Anne shook her head in exasperation. "I suppose it means I shouldn't jump to conclusions. You hadn't mentioned a steady girlfriend lately, you're never available on a Friday evening, you write romance stories, really good ones. I just assumed you played the field."

"Ah, right. I haven't mentioned anyone because there isn't anyone, casual or steady. You're my best friend, I've known you since junior school, don't you think I'd have told you if I was seeing someone? I'm never around on Friday because I go to an evening class. I'm learning German. And I'm a writer, writing stories is what I do. I'm glad I'm good at my job. Thank you for the compliment."

"I'm really sorry. I should have talked to you. Do you mean you've really never been in love?"

"Yes you should have and no, I didn't say that. I only said I wasn't in love with whatshername. I fell in love years ago, but it was one-sided, she wasn't in love with me. She was a friend and I wanted to keep her friendship so I said nothing. It worked out ok."

Anne said nothing for several long moments, lost in thought. Finally she spoke. "Are you sure?"

"What? Anne, sweetheart, you aren't making sense this afternoon. Sure about what?"

Anne stood up and walked slowly towards Leslie. "Perhaps this will make my meaning more clear." And she kissed her. It was not the kind of kiss a best friend gives. She pulled back. "Now do you understand."

Leslie looked stunned. "Ah...ah...ah". 

"Now who's incoherent? If you haven't figured it out by now, come and find me when you do." She snatched up her jacket from the sofa and left.

Leslie sat, stunned for a full minute.  Then she leapt to her feet. "Hey, wait, what." Anne was long gone. "Well, fuck me. Fuck. Me."

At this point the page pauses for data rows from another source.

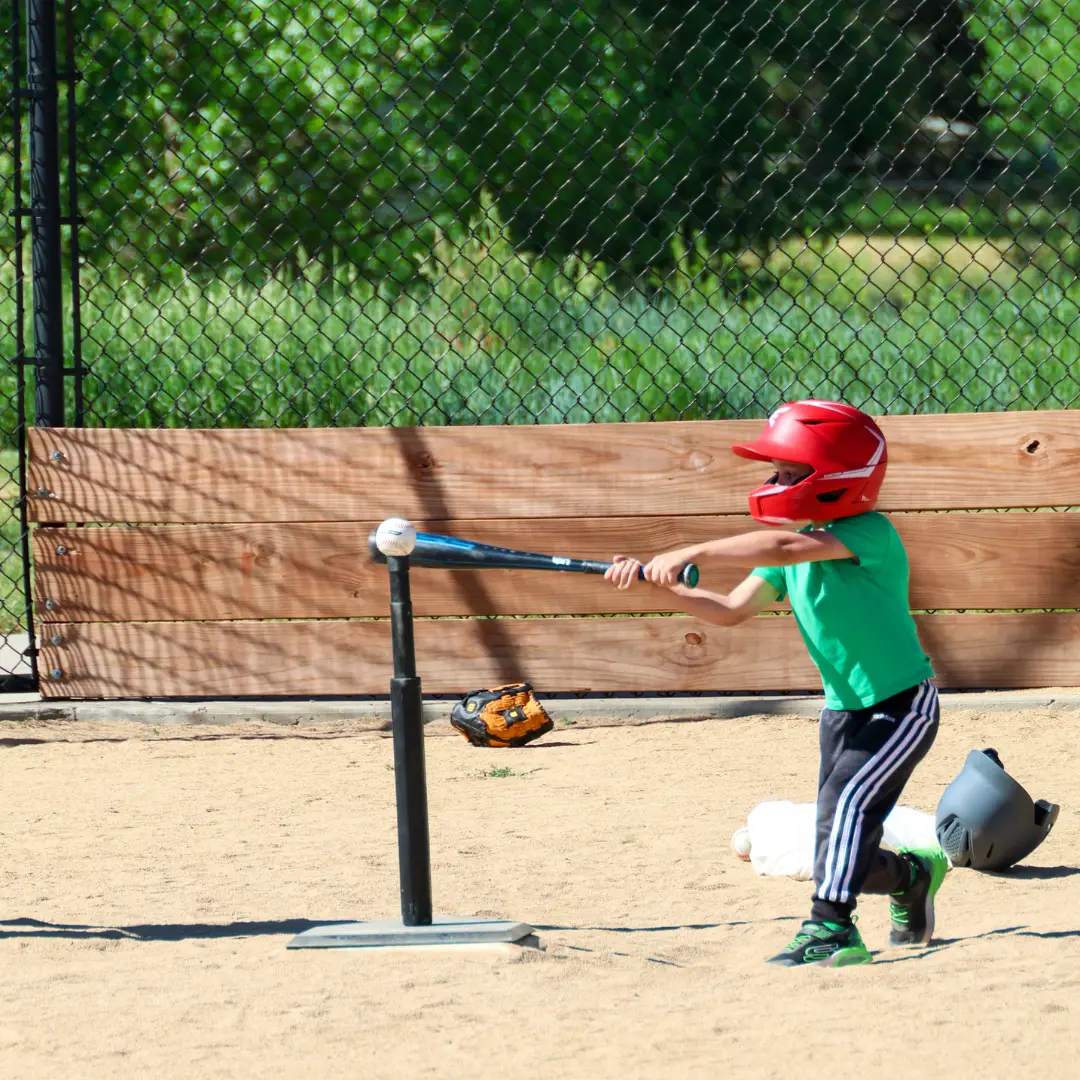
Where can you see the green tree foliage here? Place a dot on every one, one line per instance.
(259, 135)
(611, 129)
(248, 137)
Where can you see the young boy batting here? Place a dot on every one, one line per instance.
(846, 577)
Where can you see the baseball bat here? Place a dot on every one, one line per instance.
(432, 549)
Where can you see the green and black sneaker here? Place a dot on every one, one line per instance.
(912, 910)
(828, 944)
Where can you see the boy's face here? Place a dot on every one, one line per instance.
(790, 472)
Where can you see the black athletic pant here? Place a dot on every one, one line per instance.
(866, 758)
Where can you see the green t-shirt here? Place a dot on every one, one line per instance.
(854, 616)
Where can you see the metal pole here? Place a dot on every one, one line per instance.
(410, 782)
(45, 213)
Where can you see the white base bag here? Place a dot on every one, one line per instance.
(781, 836)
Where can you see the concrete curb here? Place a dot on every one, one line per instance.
(577, 712)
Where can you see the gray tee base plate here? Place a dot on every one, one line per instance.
(444, 930)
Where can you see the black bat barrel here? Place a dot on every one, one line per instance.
(448, 553)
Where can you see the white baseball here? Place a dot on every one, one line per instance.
(395, 536)
(740, 842)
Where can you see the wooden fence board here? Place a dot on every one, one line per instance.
(321, 570)
(137, 660)
(955, 461)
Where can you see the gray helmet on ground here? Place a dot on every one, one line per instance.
(986, 820)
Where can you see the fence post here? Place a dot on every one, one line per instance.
(45, 257)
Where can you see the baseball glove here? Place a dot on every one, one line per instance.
(502, 716)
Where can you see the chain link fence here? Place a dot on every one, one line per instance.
(316, 212)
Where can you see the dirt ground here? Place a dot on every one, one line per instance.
(152, 878)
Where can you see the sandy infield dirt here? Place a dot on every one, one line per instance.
(152, 878)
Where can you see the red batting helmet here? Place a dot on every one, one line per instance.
(844, 447)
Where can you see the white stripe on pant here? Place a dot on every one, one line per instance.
(861, 790)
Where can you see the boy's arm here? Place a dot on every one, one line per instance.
(748, 598)
(772, 548)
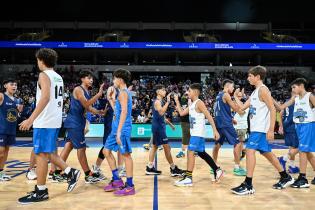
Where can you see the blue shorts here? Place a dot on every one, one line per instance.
(228, 134)
(197, 144)
(7, 140)
(45, 140)
(76, 137)
(124, 148)
(107, 130)
(291, 139)
(258, 141)
(306, 136)
(159, 137)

Anne sat in her kitchen, cursing herself. She'd tosses and turned all night, completely unable to sleep. She was tired, and very angry at herself. "Of all the stupid things to do. You've probably ruined a good friendship. Driven away the best friend you ever had. What on earth made you do that? What made you think she meant you? Just because you've carried a torch for her for years. You idiot."  He ranting was interrupted by the ringing of the doorbell. "Oh God. That's Leslie, I bet. She'll be here to tell me she never wants to see me again. Oh God."

She made her way down the hall, and with great reluctance opened the door. The porch was packed full of heart-shaped balloons in a variety of colours. Each one bearing the legend, "Be My Valentine".  She stared, speechless.  Beyond the balloons was the largest card she had ever seen. It stood at least a metre-and-a-half tall, maybe more. It too carried the plea, "Be My Valentine."  At the base of the card was a plastic water-jug containing a dozen red roses. Anne began to laugh. Only Leslie could make a grandiose romantic gesture like a dozen roses and yet still be as sweetly down-to-earth as to use a plastic jug to put them in.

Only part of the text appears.